In 2009, health care fraud will cost the United States as much as $485,000 per minute,
according to statistics from the National Health Care Anti-Fraud Association (NHCAA), which
conservatively estimates that at least 3 percent (i.e., $60 billion) of the $2 trillion spent on health
care each year in this country is lost to fraud. While that is a staggering number by any
standard, others have put a much higher price tag on medical fraud, with some going as high as $600 billion. While the exact number may never be known, the reality is that the number is
huge, and it represents more than just lost dollars.
While speaking to the Senate Committee on the Judiciary, Subcommittee on Crime and Drugs
earlier this year, Malcolm Sparrow, who teaches regulatory and enforcement policy and
operational risk control at Harvard’s John F. Kennedy School of Government, made the
following statement:
“The units of measure for losses due to health care fraud and abuse in this country are
hundreds of billions of dollars per year. We just don’t know the first digit. It might be as low as
one hundred billion. More likely two or three. Possibly four or five. But whatever that first digit is,
it has eleven zeroes after it. These are staggering sums of money to waste, and the task of controlling and reducing these losses warrants a great deal of serious attention.”

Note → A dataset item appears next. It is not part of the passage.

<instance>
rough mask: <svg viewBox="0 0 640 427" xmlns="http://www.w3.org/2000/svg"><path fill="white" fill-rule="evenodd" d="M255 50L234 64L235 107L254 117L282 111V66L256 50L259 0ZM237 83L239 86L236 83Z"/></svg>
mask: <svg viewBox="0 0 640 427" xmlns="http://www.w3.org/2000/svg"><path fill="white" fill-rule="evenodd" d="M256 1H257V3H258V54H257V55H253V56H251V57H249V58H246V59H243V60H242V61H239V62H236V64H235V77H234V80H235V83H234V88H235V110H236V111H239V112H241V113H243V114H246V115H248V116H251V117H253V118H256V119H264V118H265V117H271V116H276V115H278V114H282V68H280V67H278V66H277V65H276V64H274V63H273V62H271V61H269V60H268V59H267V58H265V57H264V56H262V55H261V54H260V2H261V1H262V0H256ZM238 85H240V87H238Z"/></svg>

“That is a pretty compelling statement,” says Joel Portice, chief operating officer at Health
Care Insight (HCI), a Verisk Health company and a provider of clinically validated fraud, abuse, and overpayment prevention solutions for private and public-sector payors. “It recognizes that no matter what the first digit is, we are talking about a massive number. If you think about it in terms of the constraints of financing health care reform, it becomes even more significant. How many uninsured lives could be covered by the amount lost on health care fraud? How many programs could be sponsored, how much research could be conducted if this money could be repurposed in an attainable way? Maybe it can’t complete the financing gap, but it certainly seems like a reasonable way to help supplement it.”
The Use of Analytics to Combat Health Care Fraud
As technology continues to grow and evolve, more and more emphasis is being placed on predictive analytics and data modeling to track down, prevent, and recoup fraudulent activity in the health care industry. Properly designed analytics have the ability to recognize established patterns and emerging trends prior to money exchanging hands for a service. “The application of sophisticated analytics and predictive modeling is critical,” says Portice. “It breaks away from the pay-and-chase method of billing and relies on intuitive pattern recognition to spot abnormalities.”
For example, predictive modeling allows the system to recognize that peer providers in a
specific region may practice in a homogenous way that is separate and distinct from other
regions of the country. As the system filters through the data, it looks at providers and
establishes acceptable practices and guidelines; it also recognizes any providers that fall outside of the norms by using statistical analysis. It can tell the difference between a single incident of abnormality and a consistent pattern of irregularity. It also can identify problems that occur at a specific code or procedure level (e.g., a code typically used for small segments of the population being used with frequency).
Unlicensed Health Care Professionals
Health care fraud, however, is not just about inappropriate billing and coding, be it intention or
unintentional. There is also the issue of individuals trying to cheat the system by billing for procedures for which they are not eligible to bill. In these instances, it’s not just an issue from a plan’s perspective or a self-funded employer’s perspective of paying money to ineligible, inappropriate, or unqualified providers but also an issue of quality and the risk that the patient’s care could be compromised as a result of an unlicensed health care professional.
For this reason, it is important to make sure that the information used to confirm the qualifications of these professionals is consistently updated and validated, says Portice, who is also co-founder of Enclarity, a health care information solutions company that manages and verifies data in real or near real time. “Too much is at stake for there to not be an emphasis on ensuring that providers are who they say they are. The tools and the resources are out there to identify claims before they are submitted or at the least allow payers to have access to the most current and complete information about the licensure and qualifications of those providers who are submitting claims. Given the enormity of the problem, the implications of not checking, and
the efficiency with which someone can now carry out the task, there really is no excuse for not checking.”
Are We Making Any Progress?
Despite the heightened attention on health care fraud over the last 10 or 20 years, the industry
continues to struggle with the issue, admits Portice. “I have been in the health care technology space for over 15 years, and it simply amazes me that fraud is still an issue at the level it is. Unfortunately, whenever you have something that represents such a significant portion of our country’s gross domestic product, people who want to steal from it will figure out a way to do it.”
“That doesn’t mean we shouldn’t be diligent in our efforts to stop fraud and abuse, stresses
Portice. “There is a lot of runway left when it comes to detecting, preventing, and recouping
fraudulent activity, and we must continue to fill the gap. We have made significant strides in
health care, and we cannot give up that effort. There is too much at stake—from a financial
perspective, but more importantly, from a patient perspective.”